2008年8月30日(土)「しんぶん赤旗」

子どもの犠牲増 「軍事行動の結果」

国連特使が米軍に警告

アフガン


 【デンバー=西村央】クマラスワミ子どもと武力紛争に関する国連事務総長特別代表は二十七日、声明を発表し、アフガニスタンでの子どもの犠牲者増加は最近の軍事行動の結果であるとして、米軍などに軍事作戦の再考を求めました。

 国連アフガニスタン支援ミッション(UNAMA)は二十六日に出した調査報告で、アフガン西部ヘラート州シンダンド地区への二十一日の空爆で子ども六十人を含む民間人九十人が死亡したことを確認しています。
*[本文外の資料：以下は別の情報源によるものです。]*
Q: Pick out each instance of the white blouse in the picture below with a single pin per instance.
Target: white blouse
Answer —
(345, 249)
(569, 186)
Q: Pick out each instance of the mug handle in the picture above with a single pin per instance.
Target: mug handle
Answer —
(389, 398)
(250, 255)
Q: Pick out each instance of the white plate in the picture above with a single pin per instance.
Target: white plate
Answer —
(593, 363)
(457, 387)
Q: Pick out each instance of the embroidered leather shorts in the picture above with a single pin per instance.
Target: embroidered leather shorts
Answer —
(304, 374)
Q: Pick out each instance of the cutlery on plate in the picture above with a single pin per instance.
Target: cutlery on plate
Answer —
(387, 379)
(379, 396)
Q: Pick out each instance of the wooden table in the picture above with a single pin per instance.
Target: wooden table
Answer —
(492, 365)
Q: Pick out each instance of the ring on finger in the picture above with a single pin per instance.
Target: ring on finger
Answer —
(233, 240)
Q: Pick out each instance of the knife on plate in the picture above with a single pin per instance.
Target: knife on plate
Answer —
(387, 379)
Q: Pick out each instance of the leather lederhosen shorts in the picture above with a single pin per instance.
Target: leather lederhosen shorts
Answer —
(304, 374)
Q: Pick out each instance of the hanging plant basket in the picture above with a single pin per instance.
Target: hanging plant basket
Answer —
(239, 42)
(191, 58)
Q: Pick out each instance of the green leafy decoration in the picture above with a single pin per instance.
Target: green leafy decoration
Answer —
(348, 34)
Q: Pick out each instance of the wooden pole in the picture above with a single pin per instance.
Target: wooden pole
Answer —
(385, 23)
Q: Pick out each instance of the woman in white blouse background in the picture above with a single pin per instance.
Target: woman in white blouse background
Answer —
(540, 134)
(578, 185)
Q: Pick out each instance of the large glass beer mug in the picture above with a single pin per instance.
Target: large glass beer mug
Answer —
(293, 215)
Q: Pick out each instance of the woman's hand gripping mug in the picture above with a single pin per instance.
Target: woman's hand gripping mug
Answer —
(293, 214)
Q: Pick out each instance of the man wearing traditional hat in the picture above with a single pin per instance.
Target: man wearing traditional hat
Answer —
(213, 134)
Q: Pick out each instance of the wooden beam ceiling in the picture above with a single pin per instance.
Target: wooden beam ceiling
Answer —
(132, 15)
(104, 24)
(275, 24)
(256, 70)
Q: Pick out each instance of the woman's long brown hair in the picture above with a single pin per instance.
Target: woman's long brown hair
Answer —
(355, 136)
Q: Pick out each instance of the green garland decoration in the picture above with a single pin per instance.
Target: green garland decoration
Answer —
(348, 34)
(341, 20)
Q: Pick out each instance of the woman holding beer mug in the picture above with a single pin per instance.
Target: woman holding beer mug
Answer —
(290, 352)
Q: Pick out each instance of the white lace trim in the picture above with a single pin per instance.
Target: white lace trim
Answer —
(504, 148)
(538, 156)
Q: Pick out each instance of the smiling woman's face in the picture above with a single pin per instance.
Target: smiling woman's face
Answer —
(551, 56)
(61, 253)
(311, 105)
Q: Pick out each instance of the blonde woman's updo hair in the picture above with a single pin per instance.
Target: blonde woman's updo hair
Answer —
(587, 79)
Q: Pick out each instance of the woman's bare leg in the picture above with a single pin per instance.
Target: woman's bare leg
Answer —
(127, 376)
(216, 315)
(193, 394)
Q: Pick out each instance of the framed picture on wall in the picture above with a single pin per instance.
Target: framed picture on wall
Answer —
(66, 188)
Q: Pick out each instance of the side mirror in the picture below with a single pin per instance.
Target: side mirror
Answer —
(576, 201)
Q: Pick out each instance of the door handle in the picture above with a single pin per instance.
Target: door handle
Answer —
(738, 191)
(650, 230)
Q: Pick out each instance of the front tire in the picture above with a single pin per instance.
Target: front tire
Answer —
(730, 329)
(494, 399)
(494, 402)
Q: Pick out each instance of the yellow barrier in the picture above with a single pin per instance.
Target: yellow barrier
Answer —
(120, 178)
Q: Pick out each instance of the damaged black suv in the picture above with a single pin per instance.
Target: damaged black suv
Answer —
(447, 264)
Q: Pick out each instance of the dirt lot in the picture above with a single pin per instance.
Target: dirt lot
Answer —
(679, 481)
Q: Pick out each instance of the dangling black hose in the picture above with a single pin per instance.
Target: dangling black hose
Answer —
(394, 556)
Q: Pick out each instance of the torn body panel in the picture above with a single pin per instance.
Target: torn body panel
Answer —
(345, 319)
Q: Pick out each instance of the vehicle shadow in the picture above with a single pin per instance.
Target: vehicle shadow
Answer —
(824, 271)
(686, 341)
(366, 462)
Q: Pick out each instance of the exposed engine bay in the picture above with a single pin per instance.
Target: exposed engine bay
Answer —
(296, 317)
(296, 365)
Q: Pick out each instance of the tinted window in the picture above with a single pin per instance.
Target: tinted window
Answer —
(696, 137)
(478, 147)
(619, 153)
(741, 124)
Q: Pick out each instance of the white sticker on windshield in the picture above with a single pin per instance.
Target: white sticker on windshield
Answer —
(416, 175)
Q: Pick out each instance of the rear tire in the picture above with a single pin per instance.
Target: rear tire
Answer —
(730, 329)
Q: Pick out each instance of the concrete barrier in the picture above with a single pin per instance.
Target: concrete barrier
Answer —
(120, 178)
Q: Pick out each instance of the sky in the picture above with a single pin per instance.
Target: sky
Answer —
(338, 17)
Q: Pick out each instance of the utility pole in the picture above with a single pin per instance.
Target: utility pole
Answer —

 クマラスワミ氏は声明で、アフガニスタンでの最近の軍事作戦の結果、市民の犠牲者のなかで子どもの占める割合が高いことをあげ、「子どもが激しい攻撃にさらされており、肉体的にも心理的にも深い傷を負っている」と警告。

 同氏はさらに、「空爆や他の軍事行動で多くの犠牲が出ていることに深い懸念を持っている」と述べ、アフガンで軍事行動を続けている米軍や国際治安支援部隊(ISAF)に、「繰り返されている悲劇を避けるために、作戦手順についての見直しが必要である」と要請しました。